I presume that being treated for third degree burns, if one of the children pulls or knocks the cup of tea over, will teach them a lesson that they will never forget. I'm not sure whether that's a price worth paying to placate and pander to OP's FIL's massive ego.

Beenthroughit · 30/09/2025 14:15

I'm 55+ and had in-laws who didn't understand why I wanted things safe for them in their house, garden and car. I remember one day when we went they had some thin glass against the house wall in the garden, daughter was still pretty wobbly and likely to trip or otherwise fall liver, honestly, my grandchild isn't old enough to walk but when I found out about them I started making sure that things in my garden (and house obs) were safe, still some things to finish but its in hand iyswim
MIL would leave her bag with her meds in easy reach, not everything was in childproof containers, some was in blister packs. When you've got a little one who is into everything that's not on
The FIL behaved awfully. He has no clue about keeping children safe. Also bear in mind that if a child did get an injury from something unsafe they did it would be you that got the blame from social.sercixes if you knew they were like that
In-laws lived a distance away, so it was always staying, we didn't even need them to keep things safe all the time just when we or my sister in law and family visited

PearTreeLeaf · 30/09/2025 14:56

A lot of people in their 50s on MN joined when they had toddlers and young children and have been here ever since. In my head I'm still getting my head round the idea that I've had a baby and am a parent at all, and it's been 20 years now.

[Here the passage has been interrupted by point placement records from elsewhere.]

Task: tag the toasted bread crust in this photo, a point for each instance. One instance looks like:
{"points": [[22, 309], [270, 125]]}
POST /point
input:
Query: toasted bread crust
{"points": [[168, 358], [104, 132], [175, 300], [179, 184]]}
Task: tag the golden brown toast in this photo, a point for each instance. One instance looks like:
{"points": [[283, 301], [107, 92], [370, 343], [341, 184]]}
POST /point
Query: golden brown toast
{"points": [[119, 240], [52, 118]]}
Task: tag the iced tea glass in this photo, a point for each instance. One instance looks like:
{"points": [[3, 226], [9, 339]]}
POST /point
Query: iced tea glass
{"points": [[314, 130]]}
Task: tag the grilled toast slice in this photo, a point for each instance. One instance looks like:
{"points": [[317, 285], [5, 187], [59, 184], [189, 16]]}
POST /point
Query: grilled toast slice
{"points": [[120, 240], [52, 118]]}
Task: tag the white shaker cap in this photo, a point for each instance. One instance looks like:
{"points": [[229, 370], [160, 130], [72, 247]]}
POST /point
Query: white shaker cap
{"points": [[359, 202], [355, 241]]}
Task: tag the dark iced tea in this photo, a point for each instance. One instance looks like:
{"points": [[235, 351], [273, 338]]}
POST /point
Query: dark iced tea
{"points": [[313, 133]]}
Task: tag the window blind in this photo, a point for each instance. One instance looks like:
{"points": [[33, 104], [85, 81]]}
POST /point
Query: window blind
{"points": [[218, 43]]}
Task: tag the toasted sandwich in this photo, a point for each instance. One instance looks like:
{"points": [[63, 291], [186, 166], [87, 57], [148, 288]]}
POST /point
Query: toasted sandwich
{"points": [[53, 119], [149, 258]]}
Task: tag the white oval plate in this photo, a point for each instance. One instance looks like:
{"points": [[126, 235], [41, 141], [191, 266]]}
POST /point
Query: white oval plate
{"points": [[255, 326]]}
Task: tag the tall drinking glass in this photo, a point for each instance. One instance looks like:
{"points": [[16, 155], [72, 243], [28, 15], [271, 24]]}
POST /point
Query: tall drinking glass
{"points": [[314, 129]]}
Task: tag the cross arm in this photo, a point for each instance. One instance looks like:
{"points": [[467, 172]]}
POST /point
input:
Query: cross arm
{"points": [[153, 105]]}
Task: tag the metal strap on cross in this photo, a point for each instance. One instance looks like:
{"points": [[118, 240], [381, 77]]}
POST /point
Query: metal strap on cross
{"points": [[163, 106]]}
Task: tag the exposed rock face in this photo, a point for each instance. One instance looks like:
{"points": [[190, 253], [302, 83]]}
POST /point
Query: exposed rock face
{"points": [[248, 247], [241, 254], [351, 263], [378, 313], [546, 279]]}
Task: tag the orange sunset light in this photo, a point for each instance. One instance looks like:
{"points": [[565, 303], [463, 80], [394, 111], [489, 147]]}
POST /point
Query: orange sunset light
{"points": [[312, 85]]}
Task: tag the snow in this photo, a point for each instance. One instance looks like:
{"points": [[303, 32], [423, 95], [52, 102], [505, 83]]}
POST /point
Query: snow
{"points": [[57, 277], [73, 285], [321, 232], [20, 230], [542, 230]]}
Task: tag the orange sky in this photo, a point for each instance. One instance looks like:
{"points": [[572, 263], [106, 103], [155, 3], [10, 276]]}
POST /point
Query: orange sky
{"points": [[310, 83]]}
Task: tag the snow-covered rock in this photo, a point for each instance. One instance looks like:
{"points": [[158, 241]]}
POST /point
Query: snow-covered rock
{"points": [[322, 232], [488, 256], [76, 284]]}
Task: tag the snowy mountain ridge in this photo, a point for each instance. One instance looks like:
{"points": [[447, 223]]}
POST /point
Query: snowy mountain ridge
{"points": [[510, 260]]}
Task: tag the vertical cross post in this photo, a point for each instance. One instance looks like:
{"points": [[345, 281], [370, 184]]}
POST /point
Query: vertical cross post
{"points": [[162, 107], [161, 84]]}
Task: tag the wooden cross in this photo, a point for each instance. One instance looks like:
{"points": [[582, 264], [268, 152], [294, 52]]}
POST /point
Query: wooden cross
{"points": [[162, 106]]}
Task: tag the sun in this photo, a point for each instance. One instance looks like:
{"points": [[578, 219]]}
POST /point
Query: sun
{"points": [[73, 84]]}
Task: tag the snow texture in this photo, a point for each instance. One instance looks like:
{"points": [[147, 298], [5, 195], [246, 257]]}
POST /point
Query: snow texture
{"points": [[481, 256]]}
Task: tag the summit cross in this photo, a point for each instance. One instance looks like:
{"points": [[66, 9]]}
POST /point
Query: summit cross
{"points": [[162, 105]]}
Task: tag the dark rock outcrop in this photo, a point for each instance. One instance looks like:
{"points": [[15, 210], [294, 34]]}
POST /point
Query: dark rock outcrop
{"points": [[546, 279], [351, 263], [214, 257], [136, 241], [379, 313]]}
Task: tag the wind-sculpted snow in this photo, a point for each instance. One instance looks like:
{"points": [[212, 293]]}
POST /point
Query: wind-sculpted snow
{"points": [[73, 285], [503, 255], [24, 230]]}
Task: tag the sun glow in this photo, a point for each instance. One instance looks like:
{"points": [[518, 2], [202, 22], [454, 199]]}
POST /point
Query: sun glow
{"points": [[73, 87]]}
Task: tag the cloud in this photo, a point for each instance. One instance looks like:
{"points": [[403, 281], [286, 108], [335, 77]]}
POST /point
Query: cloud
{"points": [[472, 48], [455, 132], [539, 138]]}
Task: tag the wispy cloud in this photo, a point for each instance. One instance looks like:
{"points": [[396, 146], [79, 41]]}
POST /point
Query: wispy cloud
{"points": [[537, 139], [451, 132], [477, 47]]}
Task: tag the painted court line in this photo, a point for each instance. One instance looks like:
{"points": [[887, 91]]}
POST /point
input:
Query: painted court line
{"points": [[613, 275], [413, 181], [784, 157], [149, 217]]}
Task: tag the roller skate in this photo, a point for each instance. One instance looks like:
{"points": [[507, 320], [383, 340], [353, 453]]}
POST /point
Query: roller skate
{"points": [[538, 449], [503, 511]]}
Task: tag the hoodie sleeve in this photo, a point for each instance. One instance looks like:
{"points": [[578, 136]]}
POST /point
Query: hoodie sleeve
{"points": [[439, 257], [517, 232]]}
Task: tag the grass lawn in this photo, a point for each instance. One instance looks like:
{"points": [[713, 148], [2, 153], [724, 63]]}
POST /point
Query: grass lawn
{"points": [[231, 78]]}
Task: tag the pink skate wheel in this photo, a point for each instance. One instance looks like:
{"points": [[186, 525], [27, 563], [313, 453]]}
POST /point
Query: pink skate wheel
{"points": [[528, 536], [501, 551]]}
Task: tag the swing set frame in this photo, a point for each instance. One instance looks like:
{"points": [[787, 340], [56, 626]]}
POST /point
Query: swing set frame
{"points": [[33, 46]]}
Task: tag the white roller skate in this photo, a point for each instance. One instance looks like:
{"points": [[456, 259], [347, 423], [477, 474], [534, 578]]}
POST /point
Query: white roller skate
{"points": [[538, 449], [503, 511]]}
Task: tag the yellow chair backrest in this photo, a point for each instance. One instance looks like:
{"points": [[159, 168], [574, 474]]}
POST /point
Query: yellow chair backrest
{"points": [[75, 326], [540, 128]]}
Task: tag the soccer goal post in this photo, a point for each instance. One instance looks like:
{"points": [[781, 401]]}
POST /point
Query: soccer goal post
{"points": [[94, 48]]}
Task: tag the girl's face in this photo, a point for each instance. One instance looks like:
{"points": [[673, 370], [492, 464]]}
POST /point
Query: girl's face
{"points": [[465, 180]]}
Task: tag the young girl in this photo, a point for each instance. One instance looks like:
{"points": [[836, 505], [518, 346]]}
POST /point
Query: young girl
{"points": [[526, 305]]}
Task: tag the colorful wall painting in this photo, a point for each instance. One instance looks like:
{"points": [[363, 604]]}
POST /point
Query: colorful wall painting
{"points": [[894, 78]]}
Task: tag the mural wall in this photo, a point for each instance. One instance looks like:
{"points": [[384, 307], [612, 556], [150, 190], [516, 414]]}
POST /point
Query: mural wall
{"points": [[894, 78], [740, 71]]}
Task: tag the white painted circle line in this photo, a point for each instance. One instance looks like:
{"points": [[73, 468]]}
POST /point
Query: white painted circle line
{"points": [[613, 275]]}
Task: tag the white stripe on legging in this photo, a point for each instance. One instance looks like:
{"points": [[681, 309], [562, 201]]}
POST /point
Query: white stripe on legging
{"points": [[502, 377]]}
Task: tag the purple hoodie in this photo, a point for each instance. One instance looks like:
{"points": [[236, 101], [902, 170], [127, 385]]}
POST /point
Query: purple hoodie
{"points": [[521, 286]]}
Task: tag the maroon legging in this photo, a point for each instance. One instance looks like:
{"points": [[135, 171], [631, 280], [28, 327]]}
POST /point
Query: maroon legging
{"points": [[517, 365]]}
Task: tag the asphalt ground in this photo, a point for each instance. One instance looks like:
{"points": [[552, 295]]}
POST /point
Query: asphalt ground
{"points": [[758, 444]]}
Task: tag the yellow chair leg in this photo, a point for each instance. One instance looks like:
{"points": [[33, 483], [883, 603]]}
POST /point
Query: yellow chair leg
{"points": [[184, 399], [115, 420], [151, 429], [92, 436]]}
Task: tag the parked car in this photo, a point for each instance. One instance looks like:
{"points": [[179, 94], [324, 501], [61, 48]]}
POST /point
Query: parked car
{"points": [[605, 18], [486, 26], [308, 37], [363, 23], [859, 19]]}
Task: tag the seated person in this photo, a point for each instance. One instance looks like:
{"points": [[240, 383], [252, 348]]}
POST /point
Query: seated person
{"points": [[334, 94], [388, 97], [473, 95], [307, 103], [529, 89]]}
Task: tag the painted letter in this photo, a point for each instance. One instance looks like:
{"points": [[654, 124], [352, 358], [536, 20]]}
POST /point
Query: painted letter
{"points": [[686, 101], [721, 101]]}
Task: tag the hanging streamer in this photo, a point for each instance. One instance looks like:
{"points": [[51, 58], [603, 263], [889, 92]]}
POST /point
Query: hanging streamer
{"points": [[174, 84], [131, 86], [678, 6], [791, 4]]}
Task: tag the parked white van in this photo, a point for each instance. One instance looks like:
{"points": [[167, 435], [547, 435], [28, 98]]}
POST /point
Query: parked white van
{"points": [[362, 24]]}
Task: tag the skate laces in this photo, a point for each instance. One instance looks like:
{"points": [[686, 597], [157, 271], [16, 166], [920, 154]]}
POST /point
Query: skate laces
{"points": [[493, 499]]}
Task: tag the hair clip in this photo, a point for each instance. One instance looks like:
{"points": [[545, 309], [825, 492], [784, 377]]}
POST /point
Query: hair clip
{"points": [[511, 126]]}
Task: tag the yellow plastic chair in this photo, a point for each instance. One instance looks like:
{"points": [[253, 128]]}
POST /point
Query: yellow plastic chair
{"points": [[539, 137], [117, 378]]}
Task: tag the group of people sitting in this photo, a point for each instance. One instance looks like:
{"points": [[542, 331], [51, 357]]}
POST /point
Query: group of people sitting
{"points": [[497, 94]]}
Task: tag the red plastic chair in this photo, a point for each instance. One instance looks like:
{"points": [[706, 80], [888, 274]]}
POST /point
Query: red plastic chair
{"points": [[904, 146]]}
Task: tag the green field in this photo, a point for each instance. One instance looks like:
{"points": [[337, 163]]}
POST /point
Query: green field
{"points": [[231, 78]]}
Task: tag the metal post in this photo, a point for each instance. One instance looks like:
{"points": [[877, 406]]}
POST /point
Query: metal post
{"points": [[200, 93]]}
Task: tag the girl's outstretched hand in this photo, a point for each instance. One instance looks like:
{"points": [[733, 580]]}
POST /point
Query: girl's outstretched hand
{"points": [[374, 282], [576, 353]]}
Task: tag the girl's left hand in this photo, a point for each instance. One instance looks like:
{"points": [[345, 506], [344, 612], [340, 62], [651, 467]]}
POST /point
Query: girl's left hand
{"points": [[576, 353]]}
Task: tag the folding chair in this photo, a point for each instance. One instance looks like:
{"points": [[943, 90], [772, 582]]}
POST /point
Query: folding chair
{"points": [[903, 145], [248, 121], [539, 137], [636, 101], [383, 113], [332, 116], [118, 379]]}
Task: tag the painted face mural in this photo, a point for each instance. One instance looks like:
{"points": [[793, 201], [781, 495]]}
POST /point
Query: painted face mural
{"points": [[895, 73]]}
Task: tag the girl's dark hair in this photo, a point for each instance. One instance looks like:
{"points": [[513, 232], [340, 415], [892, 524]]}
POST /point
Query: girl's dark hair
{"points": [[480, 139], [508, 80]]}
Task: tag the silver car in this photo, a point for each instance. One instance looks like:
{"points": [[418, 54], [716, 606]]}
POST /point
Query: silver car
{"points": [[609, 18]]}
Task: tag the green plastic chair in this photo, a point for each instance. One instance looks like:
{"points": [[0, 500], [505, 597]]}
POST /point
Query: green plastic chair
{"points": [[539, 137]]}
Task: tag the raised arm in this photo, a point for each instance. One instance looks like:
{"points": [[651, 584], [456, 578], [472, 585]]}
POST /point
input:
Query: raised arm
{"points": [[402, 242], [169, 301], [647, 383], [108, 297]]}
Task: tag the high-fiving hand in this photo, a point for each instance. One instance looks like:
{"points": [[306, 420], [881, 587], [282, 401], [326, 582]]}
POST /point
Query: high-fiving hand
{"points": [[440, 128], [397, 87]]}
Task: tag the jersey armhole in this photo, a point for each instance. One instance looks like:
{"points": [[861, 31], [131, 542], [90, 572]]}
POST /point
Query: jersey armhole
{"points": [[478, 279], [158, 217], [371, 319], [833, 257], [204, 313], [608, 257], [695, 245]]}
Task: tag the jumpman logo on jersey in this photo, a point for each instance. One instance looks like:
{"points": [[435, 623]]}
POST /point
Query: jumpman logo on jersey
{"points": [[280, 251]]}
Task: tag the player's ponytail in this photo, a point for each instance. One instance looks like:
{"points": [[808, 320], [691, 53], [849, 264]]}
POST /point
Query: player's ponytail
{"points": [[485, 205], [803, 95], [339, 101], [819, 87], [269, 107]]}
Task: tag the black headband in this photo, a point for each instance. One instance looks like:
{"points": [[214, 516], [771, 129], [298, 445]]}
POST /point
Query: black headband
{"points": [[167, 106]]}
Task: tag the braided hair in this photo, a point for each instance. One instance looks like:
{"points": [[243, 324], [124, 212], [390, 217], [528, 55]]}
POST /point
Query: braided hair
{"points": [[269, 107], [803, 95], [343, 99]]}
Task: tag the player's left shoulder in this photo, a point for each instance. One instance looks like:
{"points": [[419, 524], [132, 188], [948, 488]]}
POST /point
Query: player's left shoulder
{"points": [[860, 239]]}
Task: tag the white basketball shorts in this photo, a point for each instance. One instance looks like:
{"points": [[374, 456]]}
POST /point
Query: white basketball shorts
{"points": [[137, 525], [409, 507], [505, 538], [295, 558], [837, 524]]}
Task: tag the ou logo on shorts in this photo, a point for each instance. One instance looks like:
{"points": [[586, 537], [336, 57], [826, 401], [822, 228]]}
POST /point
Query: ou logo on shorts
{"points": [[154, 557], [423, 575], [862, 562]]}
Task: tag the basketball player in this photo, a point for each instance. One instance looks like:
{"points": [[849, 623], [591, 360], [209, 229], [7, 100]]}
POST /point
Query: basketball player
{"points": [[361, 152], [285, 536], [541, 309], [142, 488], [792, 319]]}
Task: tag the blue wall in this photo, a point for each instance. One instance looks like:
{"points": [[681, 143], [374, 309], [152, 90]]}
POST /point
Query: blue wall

OP I wouldn't burn all bridges for the sake of an apology. I think we do (I know I did) set a much higher bar for ILs than for our own family or even friends because ILs start off as strangers we don't care about. We never chose them so why on earth would we cut them any slack when it turns out they are rubbish in some way or other? That isn't necessarily fair on the rest of the family though.

I had one terrible IL but found there were pragmatic reasons for keeping at least a tenuous bridge there, while being 100% intolerant of any safety risks. You can't control what you're not involved in at all. Being there at get togethers to protect kids from toxicity and safety risks might be horrible but necessary.

I'd also say that if you can't completely convince a thread of people on MN (people who are predisposed to be on your side) that going fully NC from now (rather than setting some clear boundaries and being very distant) is the best thing to do, then later you might not be able to completely convince your grown-up kids that it was the best thing to do, either. Gritting your teeth and keeping that connection going (with boundaries!) and therefore some control over it might stop you ending up seen unfairly as the baddie later, too.